Par des mémoires en défense enregistrés les 8 décembre 2022, 19 décembre 2022,
18 janvier 2023 et 23 janvier 2023, le préfet de police, conclut au rejet de la requête.
Il fait valoir que :
- les stipulations du 5) de l'article 6 de l'accord franco-algérien du 27 décembre 1968 et les stipulations du titre III du protocole annexé à ce même accord doivent être substitués comme base légale du rejet de la demande des titres de séjour " vie privée et familiale " et " étudiant " de M. B aux dispositions des articles L. 423-23 et L. 422-1 du code de l'entrée et du séjour des étrangers du droit d'asile sur lesquelles il s'est fondé ;
- l'exercice de son pouvoir de régularisation doit être substitué comme base légale du rejet de la demande de titre de séjour " étudiant " de M. B aux dispositions de l'article
L. 435-3 du code de l'entrée et du séjour des étrangers du droit d'asile sur lesquelles il s'est fondé ;
- l'exigence d'un visa de long séjour est prévue par l'article 9 de l'accord franco-algérien du 27 décembre 1968 ;
- les moyens soulevés par M. B ne sont pas fondés.
En application de l'article R. 611-7 du code de justice administrative, les parties ont été informées que le tribunal était susceptible de fonder son jugement sur le moyen relevé d'office tiré de ce que le préfet de police ne pouvait se fonder sur les dispositions de l'article L. 423-23, des deux premiers alinéas de l'article L. 422-1 et sur celles de l'article L. 435-3 du code de l'entrée et du séjour des étrangers et du droit d'asile, pour refuser de délivrer à M. B un titre de séjour au titre de sa vie privée et familiale et en sa qualité " d'étudiant ", dès lors que la délivrance de tels titres de séjour est régie par l'accord franco-algérien du 27 décembre 1968 et le titre III du protocole annexé à ce même accord, et qu'il y a lieu de substituer à ces bases légales erronées celles tirées, respectivement, des stipulations du 5) de l'article 6 de l'accord franco-algérien, du titre III du protocole annexé à cet accord assorti du pouvoir dont le préfet de police dispose de régulariser ou non la situation d'un étranger, et de ce même pouvoir de régularisation.
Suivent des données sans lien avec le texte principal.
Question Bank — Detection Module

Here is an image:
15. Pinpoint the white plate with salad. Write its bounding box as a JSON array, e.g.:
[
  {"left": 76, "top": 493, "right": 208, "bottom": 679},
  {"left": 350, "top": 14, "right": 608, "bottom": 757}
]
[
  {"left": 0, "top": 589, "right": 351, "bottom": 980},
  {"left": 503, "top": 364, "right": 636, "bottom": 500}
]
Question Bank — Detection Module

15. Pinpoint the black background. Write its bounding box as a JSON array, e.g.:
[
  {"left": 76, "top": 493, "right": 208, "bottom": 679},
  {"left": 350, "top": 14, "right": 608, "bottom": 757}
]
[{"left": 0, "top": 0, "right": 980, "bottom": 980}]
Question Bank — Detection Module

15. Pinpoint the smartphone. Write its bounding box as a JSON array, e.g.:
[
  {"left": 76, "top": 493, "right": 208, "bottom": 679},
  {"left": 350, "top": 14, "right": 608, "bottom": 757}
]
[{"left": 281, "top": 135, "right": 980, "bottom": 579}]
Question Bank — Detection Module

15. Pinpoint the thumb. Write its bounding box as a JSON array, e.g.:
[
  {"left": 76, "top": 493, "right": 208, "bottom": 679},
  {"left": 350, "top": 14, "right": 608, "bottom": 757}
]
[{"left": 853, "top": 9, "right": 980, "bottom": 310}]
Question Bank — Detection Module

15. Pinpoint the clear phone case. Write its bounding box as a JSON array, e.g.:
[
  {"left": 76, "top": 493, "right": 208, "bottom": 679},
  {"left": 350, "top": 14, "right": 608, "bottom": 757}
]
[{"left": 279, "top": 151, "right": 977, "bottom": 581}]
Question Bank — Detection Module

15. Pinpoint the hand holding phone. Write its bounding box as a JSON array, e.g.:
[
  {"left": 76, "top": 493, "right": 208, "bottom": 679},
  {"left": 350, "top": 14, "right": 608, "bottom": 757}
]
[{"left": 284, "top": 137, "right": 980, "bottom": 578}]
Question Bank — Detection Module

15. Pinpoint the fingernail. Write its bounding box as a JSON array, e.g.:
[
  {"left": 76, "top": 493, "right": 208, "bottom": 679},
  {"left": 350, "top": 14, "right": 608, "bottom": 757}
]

En application de l'article R. 611-7 du code de justice administrative, les parties ont été informées que le tribunal était susceptible de fonder son jugement sur le moyen relevé d'office tiré de ce qu'il y a lieu de substituer, en tant que de besoin, les stipulations de l'article 9 de l'accord franco-algérien du 27 décembre 1968, exigeant la détention d'un visa de long séjour pour les ressortissants algériens désireux de poursuivre des études en France, aux dispositions du code de l'entrée et du séjour des étrangers et du droit d'asile sur lesquelles le préfet de police semble s'être exclusivement fondé
M. B a été admis au bénéfice de l'aide juridictionnelle totale par une décision du 14 septembre 2022.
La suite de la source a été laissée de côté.